Recorrer à actividade de «executive-search» (caça-cabeças) é uma das soluções para acabar com o conceito «jobs for the boys», revela à Agência Financeira o presidente da Boyden Portugal, Fernando Neves de Almeida.

Aliás, no entender do responsável, esta prática de recrutamento deveria ser mais utilizada nos cargos das empresas públicas. «Para acabar com a ideia de que quando o Governo muda, toda a gente é competente deixa de o ser».

«Há quem use técnicas mafiosas para despedir»

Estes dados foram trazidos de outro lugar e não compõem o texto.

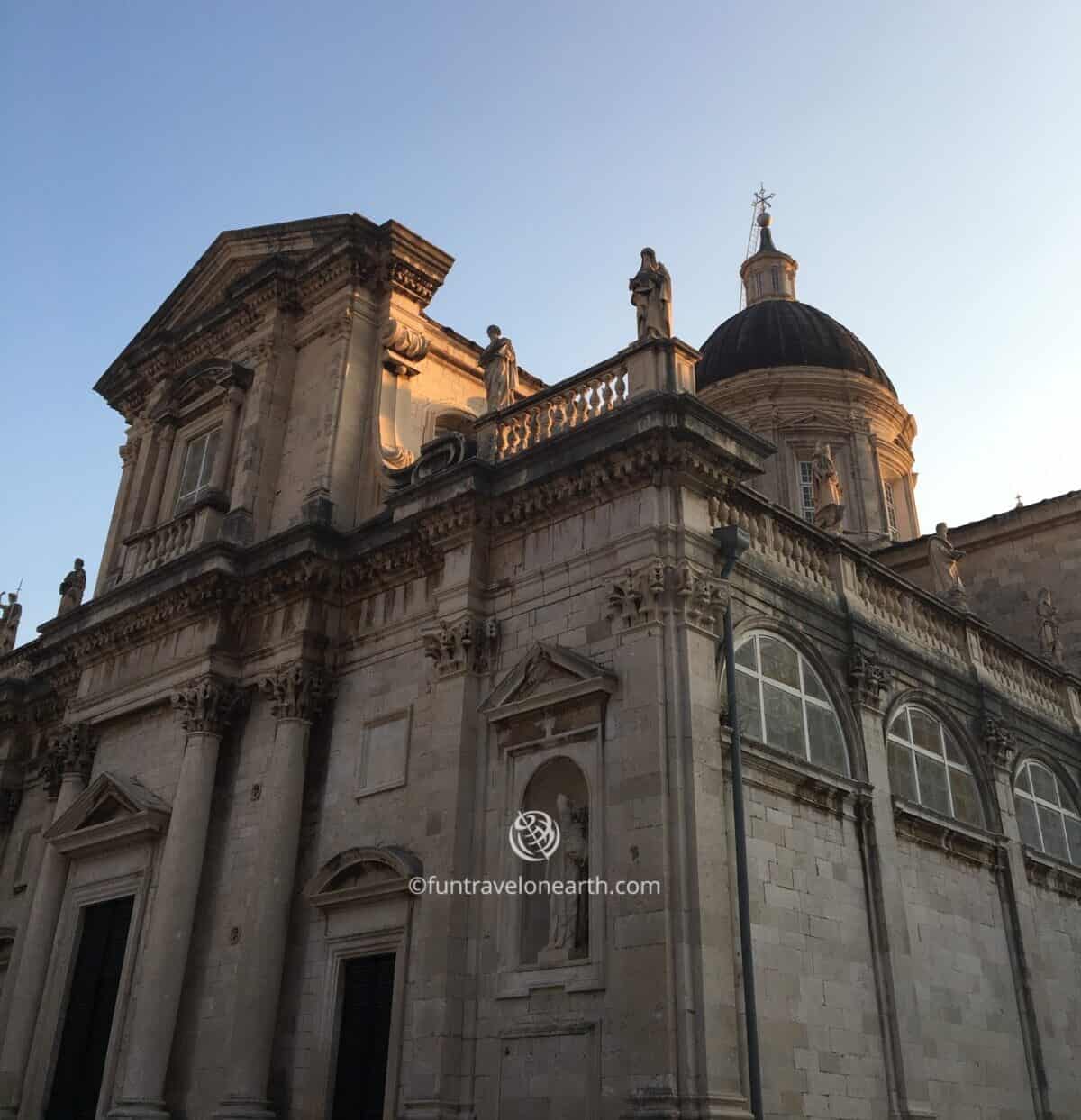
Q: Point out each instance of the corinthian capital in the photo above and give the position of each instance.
(297, 691)
(70, 754)
(207, 705)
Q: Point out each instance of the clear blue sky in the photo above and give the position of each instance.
(924, 157)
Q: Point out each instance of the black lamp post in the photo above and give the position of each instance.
(732, 542)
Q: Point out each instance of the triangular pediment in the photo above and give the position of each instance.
(546, 676)
(112, 810)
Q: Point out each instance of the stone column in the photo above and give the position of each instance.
(205, 708)
(220, 475)
(128, 451)
(906, 1073)
(164, 436)
(297, 694)
(68, 769)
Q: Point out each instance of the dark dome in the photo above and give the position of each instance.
(783, 332)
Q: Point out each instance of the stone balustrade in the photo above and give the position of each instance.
(151, 548)
(654, 364)
(829, 566)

No entanto, Neves de Almeida tem algumas dúvidas se esta técnica possa ser aplicada de forma eficiente aos lugares políticos. «Acho louvável aplicar esta prática a pessoas que irão ocupar cargos de empresas públicas, mas tenho algumas dúvidas quanto a lugares políticos, porque envolve mais do coisas do que a competência técnica. Embora há países que já tenham tido essa experiência, ao terem recrutado secretários de Estado e até ministros».

Recrutar mal sai caro

A actividade de «exeutive search» tem vindo a ganhar terreno, tanto que «o custo de recrutar mal é elevadíssimo».

Esta técnica já não é apenas usada por grandes empresas e tem vindo a ganhar cada vez mais adeptos junto das pequenas e médias empresas (PME). «Ao início quando começamos a grande maioria dos clientes eram multinacionais, hoje em dia as coisas são diferentes. Posso dizer que agora é metade/metade. Temos muitas empresas nacionais a recrutar, mas é preciso ter alguma dimensão para poder suportar o investimento de consultadoria que esta técnica exige».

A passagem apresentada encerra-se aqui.